Bir duvar rengini sadece boya kataloğundan seçmiyoruz. Bu karar, mekânın güneş alma durumu, içerideki aydınlatma tipi, kullanılacak mobilyalar ve hatta kullanıcının ruh haliyle ilgilidir. Bazı kararları teknik verilerle açıklayabiliriz. Bazıları ise profesyonel sezgilerimizin, yani yıllar içinde gelişmiş estetik reflekslerimizin sonucudur.
Tasarımda bazı kararlar analitik; bazıları ise estetik içgüdülere dayanır.
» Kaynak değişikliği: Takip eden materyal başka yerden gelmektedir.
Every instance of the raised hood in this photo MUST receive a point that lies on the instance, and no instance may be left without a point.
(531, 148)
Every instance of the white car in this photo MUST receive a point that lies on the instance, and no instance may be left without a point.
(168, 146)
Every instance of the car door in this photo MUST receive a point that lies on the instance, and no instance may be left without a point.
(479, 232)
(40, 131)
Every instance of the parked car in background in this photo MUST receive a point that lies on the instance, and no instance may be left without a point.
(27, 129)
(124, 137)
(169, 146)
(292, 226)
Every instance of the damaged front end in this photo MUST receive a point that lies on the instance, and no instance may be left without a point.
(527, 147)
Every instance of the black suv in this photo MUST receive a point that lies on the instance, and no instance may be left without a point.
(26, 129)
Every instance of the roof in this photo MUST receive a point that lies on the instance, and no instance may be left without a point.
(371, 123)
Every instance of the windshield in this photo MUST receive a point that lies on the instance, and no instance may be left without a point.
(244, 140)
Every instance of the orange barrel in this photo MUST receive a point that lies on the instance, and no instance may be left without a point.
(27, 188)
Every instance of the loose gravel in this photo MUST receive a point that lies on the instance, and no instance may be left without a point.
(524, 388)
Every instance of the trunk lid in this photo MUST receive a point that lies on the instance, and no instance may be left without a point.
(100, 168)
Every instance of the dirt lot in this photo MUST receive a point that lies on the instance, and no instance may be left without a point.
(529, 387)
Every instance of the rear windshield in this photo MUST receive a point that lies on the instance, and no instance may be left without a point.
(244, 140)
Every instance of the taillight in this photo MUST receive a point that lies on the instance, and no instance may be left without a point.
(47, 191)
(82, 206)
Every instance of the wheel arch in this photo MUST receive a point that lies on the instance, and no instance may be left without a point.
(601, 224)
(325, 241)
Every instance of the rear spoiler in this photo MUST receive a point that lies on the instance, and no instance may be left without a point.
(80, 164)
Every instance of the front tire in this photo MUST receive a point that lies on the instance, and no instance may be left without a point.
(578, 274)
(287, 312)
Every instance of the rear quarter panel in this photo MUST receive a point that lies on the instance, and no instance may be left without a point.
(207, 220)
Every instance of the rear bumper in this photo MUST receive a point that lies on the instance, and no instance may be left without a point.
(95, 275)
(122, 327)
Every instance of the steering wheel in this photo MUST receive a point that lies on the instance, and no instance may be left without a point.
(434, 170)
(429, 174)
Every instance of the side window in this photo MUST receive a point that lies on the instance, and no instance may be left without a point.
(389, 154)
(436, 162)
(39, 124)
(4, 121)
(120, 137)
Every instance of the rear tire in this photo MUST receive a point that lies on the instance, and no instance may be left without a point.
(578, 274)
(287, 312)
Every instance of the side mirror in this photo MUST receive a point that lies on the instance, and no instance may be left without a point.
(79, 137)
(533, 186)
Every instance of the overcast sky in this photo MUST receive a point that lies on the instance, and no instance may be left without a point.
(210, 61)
Bizim işimiz, bu ikisini doğru dengede tutmak.
"Bu rengi neden seçtiniz?"
Cevap: Çünkü bu ton, mekânın doğal ışığıyla dengeli bir etkileşim kuruyor ve iç mekândaki detayların ön plana çıkmasını sağlıyor.
"Bu malzemeyi değiştirsek olmaz mı?"
Cevap: Teknik olarak olur. Ancak bu malzeme hem ses emilimi hem de dokusal denge açısından tercih edildi. Değiştirildiğinde tüm denge bozulabilir.
"Neden oturma alanını bu köşeye aldınız?"
Cevap: Bu yerleşim, hem sirkülasyonu rahatlattığı hem de gün ışığından maksimum fayda sağladığı için tercih edildi.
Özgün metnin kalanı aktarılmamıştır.